Following college, Bustamante signed a professional contract with North American Soccer League side Tampa Bay Rowdies in April 2016, and spent the season on loan to their National Premier Soccer League affiliate Tampa Bay Rowdies 2.

In 2017, he rejoined Fresno Fuego and was named in the Premier Development League's All-Western Conference team.

On January 19, 2018, Bustamante signed a contract with United Soccer League side Fresno FC ahead of their inaugural season. He made his debut on March 17, 2018, as a late substitute in a 2–3 loss to Las Vegas Lights, where he scored a late consolation goal.

ON January 17, 2022, Bustamante returned to the professional game by signing a contract with USL League One expansion club Central Valley Fuego FC.

== Coaching career ==

Bustamante was named head coach of the College of the Sequoias Giants men's soccer team in January 2020. A program that averaged 4.5 wins a year in 13 seasons of existence. Bustamante turned the College of the Sequoias program around in his first year (2021) at the helm.
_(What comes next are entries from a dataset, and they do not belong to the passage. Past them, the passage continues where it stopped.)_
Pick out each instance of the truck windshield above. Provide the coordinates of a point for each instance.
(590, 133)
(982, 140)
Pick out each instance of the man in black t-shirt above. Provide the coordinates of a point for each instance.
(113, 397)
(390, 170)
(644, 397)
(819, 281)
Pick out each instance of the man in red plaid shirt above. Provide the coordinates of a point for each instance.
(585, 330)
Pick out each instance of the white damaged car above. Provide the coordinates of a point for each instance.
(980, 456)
In his first season, Bustamante accomplished feats never seen at College of the Sequoias Men's Soccer: Won a very tough Central Valley Conference, Won 10 regular season games, Made the State Playoffs, Advance to the second round by defeating the #2 and undefeated seed, Won coach of the year.
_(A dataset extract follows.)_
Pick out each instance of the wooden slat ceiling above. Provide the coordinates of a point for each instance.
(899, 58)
Renato also served as a Director of Coaching of NPL Club South Valley United located in Visalia, California from November 2019 until December 2021.

Bustamante was announced as the first assistant coach for USL League One expansion side Spokane Velocity ahead of the 2024 season.

== Personal ==
Bustamante was born in Lima, Peru, before moving to Chicago, Illinois in the United States when he was 12 years old.